Она повела на него невидящим взглядом и не прикоснулась к рюмке… В безмолвии он допил свою водку, покончил со студнем, с консервами, съел антоновку, хмурясь и посматривая на Настю. В доме стояла тишина, время было позднее, все, наверно, спали, и Кулик решил, что пора уходить. Он вообще-то примирился уже со своей неудачей - да и постигла ли его неудача? - размышлял он: день завтра предстоял такой же хлопотный, и надо было хорошенько выспаться; он и отяжелел к тому же после обильного ужина.

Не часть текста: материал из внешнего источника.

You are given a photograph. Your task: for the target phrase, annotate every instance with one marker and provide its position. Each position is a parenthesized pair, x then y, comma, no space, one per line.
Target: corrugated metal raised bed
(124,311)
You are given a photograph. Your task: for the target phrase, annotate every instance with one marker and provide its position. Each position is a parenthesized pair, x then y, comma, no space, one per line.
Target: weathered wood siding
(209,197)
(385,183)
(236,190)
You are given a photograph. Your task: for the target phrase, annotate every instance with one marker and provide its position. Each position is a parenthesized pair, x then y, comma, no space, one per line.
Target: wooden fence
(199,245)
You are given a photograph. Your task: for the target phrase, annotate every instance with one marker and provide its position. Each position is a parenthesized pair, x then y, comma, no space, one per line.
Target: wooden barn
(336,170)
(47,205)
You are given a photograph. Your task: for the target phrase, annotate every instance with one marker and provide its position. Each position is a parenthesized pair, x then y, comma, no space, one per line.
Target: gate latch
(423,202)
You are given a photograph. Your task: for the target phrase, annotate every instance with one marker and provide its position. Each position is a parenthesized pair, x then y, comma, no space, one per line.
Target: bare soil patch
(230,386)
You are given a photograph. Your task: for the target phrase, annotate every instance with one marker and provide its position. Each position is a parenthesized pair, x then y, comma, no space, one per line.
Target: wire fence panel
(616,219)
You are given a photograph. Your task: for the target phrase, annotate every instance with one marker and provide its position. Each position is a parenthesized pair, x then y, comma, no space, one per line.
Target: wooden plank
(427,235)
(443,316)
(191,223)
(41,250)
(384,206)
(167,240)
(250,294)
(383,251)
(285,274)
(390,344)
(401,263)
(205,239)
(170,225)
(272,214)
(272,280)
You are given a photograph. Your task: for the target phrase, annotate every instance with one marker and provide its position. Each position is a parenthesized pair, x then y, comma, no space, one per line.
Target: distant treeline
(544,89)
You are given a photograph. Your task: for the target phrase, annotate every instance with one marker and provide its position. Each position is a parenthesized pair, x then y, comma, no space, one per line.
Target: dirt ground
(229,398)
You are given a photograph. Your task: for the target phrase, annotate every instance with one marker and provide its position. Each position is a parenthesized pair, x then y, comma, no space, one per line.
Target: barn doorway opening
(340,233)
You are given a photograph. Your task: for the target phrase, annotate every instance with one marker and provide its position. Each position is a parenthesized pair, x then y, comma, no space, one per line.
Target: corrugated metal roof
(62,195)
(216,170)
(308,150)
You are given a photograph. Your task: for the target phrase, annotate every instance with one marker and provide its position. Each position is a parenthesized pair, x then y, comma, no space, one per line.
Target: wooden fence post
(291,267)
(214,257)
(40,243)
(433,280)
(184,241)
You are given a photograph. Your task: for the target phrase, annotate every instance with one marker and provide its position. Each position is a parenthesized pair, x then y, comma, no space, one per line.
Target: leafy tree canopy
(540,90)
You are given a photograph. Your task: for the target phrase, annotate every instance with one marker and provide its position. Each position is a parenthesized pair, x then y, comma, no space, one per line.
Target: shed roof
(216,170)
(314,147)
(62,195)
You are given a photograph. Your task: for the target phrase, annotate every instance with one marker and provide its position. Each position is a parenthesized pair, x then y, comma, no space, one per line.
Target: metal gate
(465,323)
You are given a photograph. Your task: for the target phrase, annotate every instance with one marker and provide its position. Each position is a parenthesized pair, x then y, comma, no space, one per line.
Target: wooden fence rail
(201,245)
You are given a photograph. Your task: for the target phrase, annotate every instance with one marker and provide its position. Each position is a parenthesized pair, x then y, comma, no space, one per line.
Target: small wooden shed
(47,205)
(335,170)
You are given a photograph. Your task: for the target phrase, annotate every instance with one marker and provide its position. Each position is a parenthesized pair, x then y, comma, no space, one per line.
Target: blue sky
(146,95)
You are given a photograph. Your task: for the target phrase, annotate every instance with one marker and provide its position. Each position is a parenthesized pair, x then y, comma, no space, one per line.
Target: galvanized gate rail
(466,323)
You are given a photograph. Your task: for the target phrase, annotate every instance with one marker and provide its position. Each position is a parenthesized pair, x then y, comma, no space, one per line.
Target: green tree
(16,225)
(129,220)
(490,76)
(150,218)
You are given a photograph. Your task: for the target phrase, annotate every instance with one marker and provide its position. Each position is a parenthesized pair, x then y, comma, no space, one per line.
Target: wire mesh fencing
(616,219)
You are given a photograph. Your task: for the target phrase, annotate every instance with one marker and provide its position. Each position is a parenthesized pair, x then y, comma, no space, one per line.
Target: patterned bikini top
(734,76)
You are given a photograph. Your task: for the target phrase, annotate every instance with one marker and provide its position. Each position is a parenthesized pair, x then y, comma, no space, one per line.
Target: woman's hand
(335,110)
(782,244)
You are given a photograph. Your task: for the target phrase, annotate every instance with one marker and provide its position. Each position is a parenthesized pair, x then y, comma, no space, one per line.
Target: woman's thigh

Очень неожиданно за спиной у него послышалось птичье лесное "ку-ку". Кулик обернулся - между окнами, в простенке, висели часы-ходики, смастеренные в виде домика с окошечком, и из домика высунулась кукушка. Она прокуковала еще один только разок, а затем что-то внутри часов звонко звякнуло, и птичка спряталась в своем теремке, крохотные ставенки захлопнулись.
- Гляди-ка, гляди! - Кулик был простодушно заинтересован. - "Кукушка вековая нам годы говорит…" Мало она нам с тобой накуковала. Вредная у тебя кукушка.
И Настя очнулась, задвигалась, ладонями обеих рук провела по лицу, точно отирая его. А когда отняла руки, лицо ее открылось измученным, словно бы погасшим.
- Испорченная кукушка, - устало проговорила она. - То вовсе молчит, а то не вовремя…
Ей вдруг стало холодно, и она, сжавшись, обхватила себя скрещенными голыми руками.
- Озябла… - участливо сказал Кулик, - а это потому, что мало выпила.
Он тяжело поднялся и выбрался из-за стола.
- Ну, спасибо, угостила - лучше не надо. Знаешь песню: "Ночной привал, вино, подруга, труба - и снова на коня!" Мой командир ее обожает. Вся разница, что у меня конь с мотором.
- Уходишь… уже?! - прерывающимся голосом выговорила она.
- Прости, если что не так. Прощай, может, и не свидимся. Мы завтра раненько… - сказал он.
Настя тоже встала и неожиданно подалась к нему - ее объял страх, телесный, непобедимый страх. Ничего уже у нее не оставалось - ни этого жилища, из которого она должна бежать, ни этого разворошенного сундука с ее погибшим приданым, ни даже могилы дорогого человека. Она была начисто обкрадена - так, как может обокрасть, оголить одна лишь война… Кругом стояла поздняя, глухая - ни отзвука, ни дыхания - тишина. И Насте померещилось, что ее покидает единственный, последний в ее существовании живой человек. Стоило только ему уйти, этому прохожему солдату, и уже никогда не наступит утро, не кончится эта ночь…
- Куда же ты?! - жалобно вскрикнула она.
- Поспать минуток двести-триста, - сказал он.